Hier sind einige Möglichkeiten, wie du die Rücklaufquoten minimieren kannst:
- Beschreibe Produkte detailliert. Manage die Erwartungen deiner Kund:innen von Anfang an, indem du klare und genaue Beschreibungen der Produkte bereitstellst. Gib eine klare Liste von Maßen, Spezifikationen und Merkmalen an.
- Teile Kundenbewertungen. Beruhige Käufer:innen mit Social Proof von früheren Käufer:innen. Zeige Testimonials und Fotos von zufriedenen Kund:innen, die deine Produkte verwenden.
- Erwecke Produkte zum Leben. Zeige Demonstrationsvideos, 360-Grad-Fotos und sogar Augmented-Reality-Visualisierungen, um vollständige Transparenz über deine Produkte zu bieten.
- Berechne Rücksendekosten. Beispielsweise zieht Zara eine kleine Gebühr von zurückgesendeten Artikeln ab, während sie den Kund:innen weiterhin die Möglichkeit bieten, Produkte kostenlos im Geschäft zurückzugeben.
4. Lieferketten digitalisieren
Lieferketten erfordern schnelle Reaktionen – etwas, das manuell schwierig umzusetzen ist.
Wie sieht die Digitalisierung manueller Lieferkettenprozesse in der Praxis aus?
- Verwendung von Scan-Apps, um Produkte automatisch von einer Phase der Lieferkette zur nächsten zu bewegen und den gesamten Lagerbestand zu verfolgen.
- Verwendung von Software zur Lieferkettenverwaltung, um automatisch neuen Lagerbestand zu bestellen und die Bestandsniveaus zu überwachen.
- Nutzung von maschinellem Lernen oder KI-basierten Lösungen für dynamische Umleitung und mehr.
- Implementierung weiterer Technologien, um eine bessere Sichtbarkeit der Lieferkette zu gewährleisten.
Zukünftige Lieferkettenprobleme: Wo werden die Auswirkungen 2025 und darüber hinaus zu spüren sein?
Es ist sicher anzunehmen, dass die aktuellen Störungen in der Lieferkette anhalten werden. Störungen bei Rohstoffen wie dem industriellen Metallangebot betreffen mehrere Branchen, einschließlich Automobil, Bau und Medizin.
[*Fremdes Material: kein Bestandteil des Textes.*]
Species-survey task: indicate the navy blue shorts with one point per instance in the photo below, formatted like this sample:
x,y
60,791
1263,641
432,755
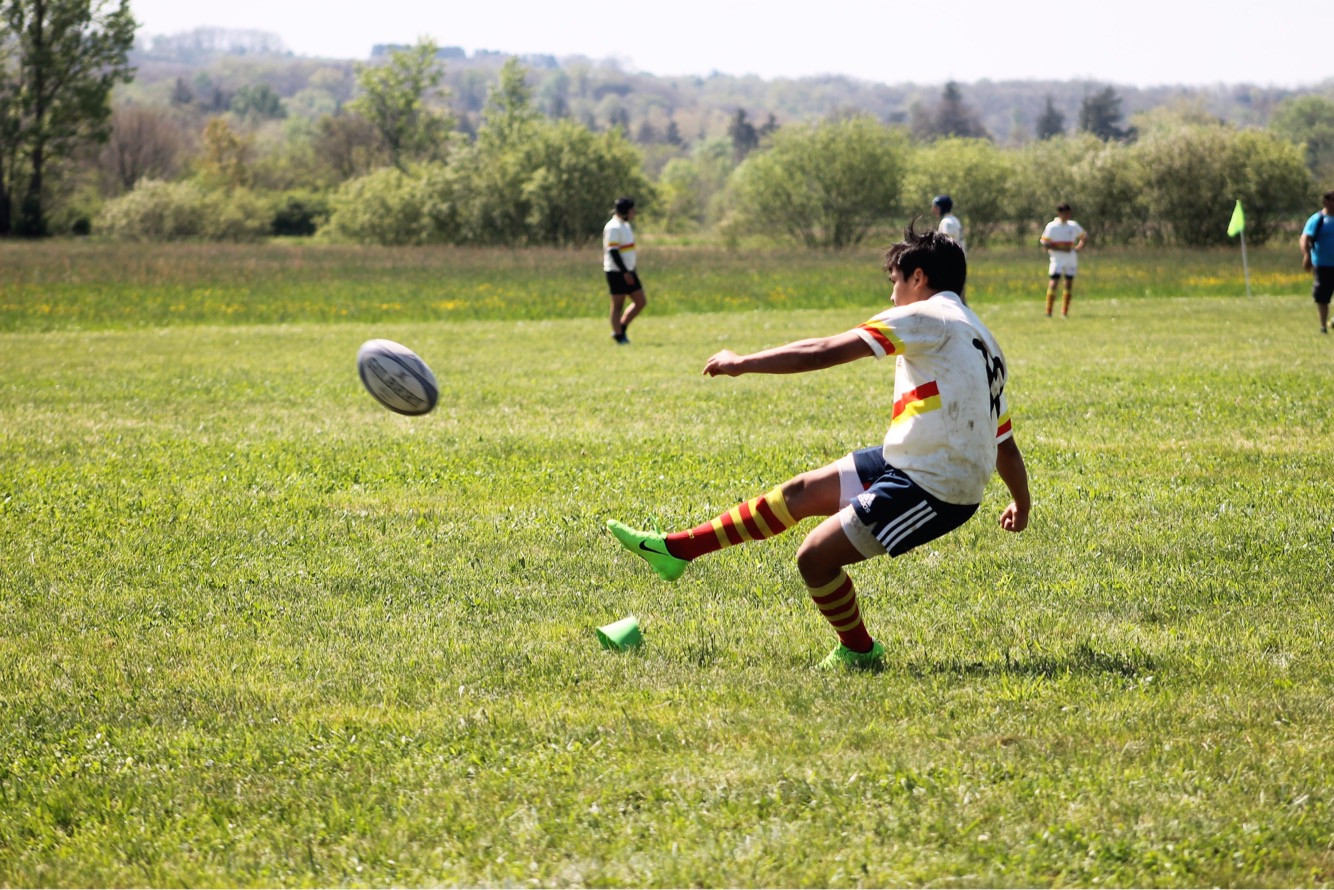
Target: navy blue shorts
x,y
886,511
1323,287
618,284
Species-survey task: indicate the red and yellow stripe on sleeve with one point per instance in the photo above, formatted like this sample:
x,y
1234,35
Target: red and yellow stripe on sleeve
x,y
914,402
885,336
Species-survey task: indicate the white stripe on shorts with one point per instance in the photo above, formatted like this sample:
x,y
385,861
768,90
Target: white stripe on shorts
x,y
906,525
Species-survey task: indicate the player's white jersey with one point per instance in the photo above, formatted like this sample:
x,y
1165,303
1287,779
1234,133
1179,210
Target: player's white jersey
x,y
951,226
618,235
949,395
1061,236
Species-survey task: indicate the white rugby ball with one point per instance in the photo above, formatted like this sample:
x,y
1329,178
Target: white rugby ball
x,y
396,376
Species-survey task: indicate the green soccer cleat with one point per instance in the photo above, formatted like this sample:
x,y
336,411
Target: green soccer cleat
x,y
650,546
845,657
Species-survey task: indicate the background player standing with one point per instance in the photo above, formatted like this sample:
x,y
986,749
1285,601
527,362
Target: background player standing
x,y
1318,256
1063,239
618,262
943,207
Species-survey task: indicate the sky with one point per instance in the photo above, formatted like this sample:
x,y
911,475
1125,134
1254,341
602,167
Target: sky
x,y
1141,43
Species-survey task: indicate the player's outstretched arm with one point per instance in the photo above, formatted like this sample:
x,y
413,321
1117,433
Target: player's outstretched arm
x,y
794,358
1015,477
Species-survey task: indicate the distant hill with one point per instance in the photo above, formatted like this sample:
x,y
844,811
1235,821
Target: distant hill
x,y
212,62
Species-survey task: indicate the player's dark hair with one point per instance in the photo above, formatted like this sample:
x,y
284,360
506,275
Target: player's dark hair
x,y
939,256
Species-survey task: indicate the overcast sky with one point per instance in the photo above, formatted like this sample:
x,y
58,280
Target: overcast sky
x,y
1126,42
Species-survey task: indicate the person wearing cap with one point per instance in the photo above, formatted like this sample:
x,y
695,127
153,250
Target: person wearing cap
x,y
1318,256
618,262
1063,239
943,207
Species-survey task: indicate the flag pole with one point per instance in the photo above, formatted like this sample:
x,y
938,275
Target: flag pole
x,y
1245,267
1237,226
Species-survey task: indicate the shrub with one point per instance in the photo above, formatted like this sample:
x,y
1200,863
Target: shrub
x,y
158,211
383,207
154,211
299,214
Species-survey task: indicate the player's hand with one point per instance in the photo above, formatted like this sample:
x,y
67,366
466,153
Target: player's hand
x,y
722,363
1013,518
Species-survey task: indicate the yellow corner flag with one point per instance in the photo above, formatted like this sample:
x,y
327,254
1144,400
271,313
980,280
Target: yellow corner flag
x,y
1238,223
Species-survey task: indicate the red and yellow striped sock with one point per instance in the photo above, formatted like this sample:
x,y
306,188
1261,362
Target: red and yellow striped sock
x,y
755,519
837,601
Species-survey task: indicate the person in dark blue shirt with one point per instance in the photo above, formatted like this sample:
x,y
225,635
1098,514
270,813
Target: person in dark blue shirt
x,y
1318,256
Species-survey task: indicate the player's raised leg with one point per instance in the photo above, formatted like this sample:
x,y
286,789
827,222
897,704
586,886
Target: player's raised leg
x,y
773,513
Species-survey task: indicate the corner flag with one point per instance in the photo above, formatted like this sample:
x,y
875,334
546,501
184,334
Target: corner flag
x,y
1238,223
1238,227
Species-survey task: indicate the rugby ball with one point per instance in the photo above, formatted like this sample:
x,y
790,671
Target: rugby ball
x,y
396,376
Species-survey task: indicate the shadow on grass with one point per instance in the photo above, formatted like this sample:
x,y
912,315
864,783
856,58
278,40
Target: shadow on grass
x,y
1082,659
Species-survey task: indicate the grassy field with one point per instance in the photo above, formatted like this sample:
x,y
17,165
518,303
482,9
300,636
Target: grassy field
x,y
256,630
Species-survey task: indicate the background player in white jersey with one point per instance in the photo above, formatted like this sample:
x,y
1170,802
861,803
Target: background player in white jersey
x,y
618,262
1063,239
949,428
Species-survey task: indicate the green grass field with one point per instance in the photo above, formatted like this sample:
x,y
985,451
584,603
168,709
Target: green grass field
x,y
256,630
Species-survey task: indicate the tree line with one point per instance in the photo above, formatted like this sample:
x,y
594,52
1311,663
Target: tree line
x,y
394,164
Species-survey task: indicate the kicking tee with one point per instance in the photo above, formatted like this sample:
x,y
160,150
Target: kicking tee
x,y
949,395
616,235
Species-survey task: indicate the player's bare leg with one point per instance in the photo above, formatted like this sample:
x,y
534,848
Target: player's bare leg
x,y
636,306
618,304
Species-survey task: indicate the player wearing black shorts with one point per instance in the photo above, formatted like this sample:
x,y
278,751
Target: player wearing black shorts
x,y
618,247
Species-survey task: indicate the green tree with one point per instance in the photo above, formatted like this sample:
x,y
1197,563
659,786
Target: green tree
x,y
743,135
508,115
8,135
693,190
574,178
396,98
224,156
67,56
1050,123
1194,175
1101,115
957,118
1309,122
822,186
973,171
260,102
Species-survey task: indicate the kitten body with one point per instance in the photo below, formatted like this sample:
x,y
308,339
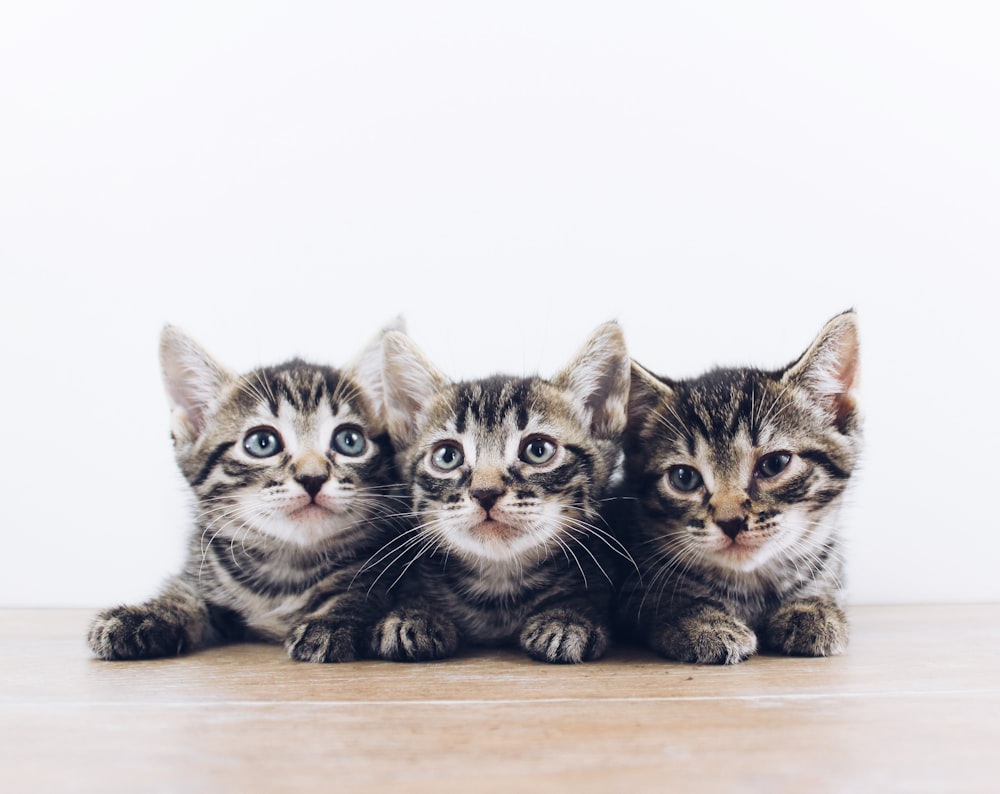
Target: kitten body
x,y
736,480
292,474
507,475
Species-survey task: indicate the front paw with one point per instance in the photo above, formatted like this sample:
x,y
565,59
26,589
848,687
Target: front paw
x,y
323,641
135,632
414,635
560,636
706,636
808,628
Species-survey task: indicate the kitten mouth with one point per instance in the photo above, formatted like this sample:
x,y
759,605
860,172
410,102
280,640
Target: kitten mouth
x,y
491,529
311,510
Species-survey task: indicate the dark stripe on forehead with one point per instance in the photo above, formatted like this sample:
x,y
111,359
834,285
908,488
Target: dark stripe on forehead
x,y
825,462
487,402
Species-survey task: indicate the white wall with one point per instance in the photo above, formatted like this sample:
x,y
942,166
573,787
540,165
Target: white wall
x,y
283,178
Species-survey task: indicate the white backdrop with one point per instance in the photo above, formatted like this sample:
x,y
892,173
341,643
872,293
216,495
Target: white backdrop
x,y
283,178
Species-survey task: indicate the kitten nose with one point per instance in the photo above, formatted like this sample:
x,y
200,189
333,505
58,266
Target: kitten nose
x,y
487,497
312,485
733,526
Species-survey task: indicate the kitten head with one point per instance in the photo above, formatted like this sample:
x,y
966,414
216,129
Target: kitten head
x,y
295,452
508,468
740,467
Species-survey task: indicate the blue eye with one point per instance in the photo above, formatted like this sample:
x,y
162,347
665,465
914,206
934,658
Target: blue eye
x,y
538,450
684,478
772,465
349,441
263,442
447,456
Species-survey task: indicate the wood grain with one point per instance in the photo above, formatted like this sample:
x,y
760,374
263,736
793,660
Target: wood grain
x,y
913,706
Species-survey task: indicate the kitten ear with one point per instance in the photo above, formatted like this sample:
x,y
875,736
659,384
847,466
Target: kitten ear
x,y
367,370
598,378
410,382
647,393
193,380
829,368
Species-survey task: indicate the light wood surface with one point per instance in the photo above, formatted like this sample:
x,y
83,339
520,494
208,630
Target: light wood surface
x,y
913,706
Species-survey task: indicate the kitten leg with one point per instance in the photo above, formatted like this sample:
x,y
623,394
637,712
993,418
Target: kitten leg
x,y
704,634
175,621
567,633
807,628
414,633
338,632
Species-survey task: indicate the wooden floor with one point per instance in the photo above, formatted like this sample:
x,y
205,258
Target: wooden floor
x,y
913,706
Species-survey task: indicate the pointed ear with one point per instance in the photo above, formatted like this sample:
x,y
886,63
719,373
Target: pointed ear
x,y
598,379
646,393
410,382
829,368
193,379
367,371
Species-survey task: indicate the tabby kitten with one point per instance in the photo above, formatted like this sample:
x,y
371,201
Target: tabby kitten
x,y
738,478
292,472
507,475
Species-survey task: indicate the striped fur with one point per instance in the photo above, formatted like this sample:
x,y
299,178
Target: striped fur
x,y
737,479
293,478
507,475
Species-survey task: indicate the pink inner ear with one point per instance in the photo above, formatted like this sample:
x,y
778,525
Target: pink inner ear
x,y
846,373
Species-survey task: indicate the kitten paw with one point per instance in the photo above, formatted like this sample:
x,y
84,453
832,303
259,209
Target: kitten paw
x,y
323,641
127,632
708,636
807,628
413,635
562,637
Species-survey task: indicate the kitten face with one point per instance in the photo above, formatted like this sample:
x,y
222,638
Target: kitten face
x,y
741,468
508,469
498,480
290,453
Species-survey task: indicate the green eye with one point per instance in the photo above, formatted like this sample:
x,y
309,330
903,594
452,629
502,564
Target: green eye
x,y
263,442
349,441
538,450
684,478
772,465
447,456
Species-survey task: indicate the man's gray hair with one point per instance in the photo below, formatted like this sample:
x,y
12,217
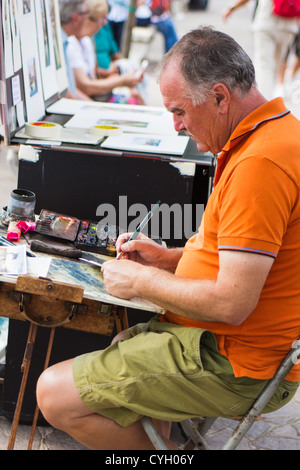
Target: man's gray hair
x,y
206,57
68,8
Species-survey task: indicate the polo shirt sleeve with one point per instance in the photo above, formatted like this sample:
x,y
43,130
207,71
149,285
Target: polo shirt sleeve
x,y
255,207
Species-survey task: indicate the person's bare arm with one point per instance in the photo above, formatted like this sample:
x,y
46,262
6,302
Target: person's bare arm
x,y
94,86
230,298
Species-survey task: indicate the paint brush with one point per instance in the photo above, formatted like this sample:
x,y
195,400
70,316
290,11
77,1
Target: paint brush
x,y
140,227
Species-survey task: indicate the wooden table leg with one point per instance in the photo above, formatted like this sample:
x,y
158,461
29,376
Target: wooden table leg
x,y
36,413
25,370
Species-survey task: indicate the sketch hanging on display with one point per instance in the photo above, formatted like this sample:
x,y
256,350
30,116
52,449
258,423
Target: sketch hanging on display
x,y
34,98
7,40
46,49
61,70
15,35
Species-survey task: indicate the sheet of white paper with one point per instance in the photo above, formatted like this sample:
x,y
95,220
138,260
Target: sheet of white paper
x,y
137,121
46,49
38,266
13,260
162,144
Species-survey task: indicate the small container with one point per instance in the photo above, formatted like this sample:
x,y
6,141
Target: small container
x,y
21,203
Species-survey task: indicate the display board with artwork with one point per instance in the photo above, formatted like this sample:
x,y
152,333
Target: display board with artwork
x,y
32,72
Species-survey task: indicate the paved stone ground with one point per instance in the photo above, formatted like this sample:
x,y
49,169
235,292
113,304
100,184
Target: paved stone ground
x,y
276,431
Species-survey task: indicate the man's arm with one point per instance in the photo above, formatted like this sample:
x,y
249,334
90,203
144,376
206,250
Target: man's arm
x,y
230,298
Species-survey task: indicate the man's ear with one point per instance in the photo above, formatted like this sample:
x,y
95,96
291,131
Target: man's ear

Die Inflationsraten könnten die Verbraucherausgaben reduzieren. Dies wird die Nachfrage nach importierten Waren beeinträchtigen und den Verkauf von hochpreisigem Lagerbestand verlangsamen. Für Einzelhändler:innen ist dies eine Zeit des Wandels, auch wenn es nur darum geht, mit den Erwartungen der Verbraucher:innen Schritt zu halten.
Allerdings gibt es seit 2024 einige Verbesserungen: Die Gaspreise sinken und Unternehmen finden zunehmend einen Umgang mit neuen Technologien, die ihre bestehenden Lieferketten automatisieren und optimieren können.
Die SAP-Umfrage hat ergeben, dass die Mehrheit der Marken plant, ihre globalen Lieferkettenoperationen durch die Einführung neuer Technologien, die Implementierung von Notfallmaßnahmen, das Halten von mehr Lagerbeständen und die Diversifizierung von Produktquellen zu stärken.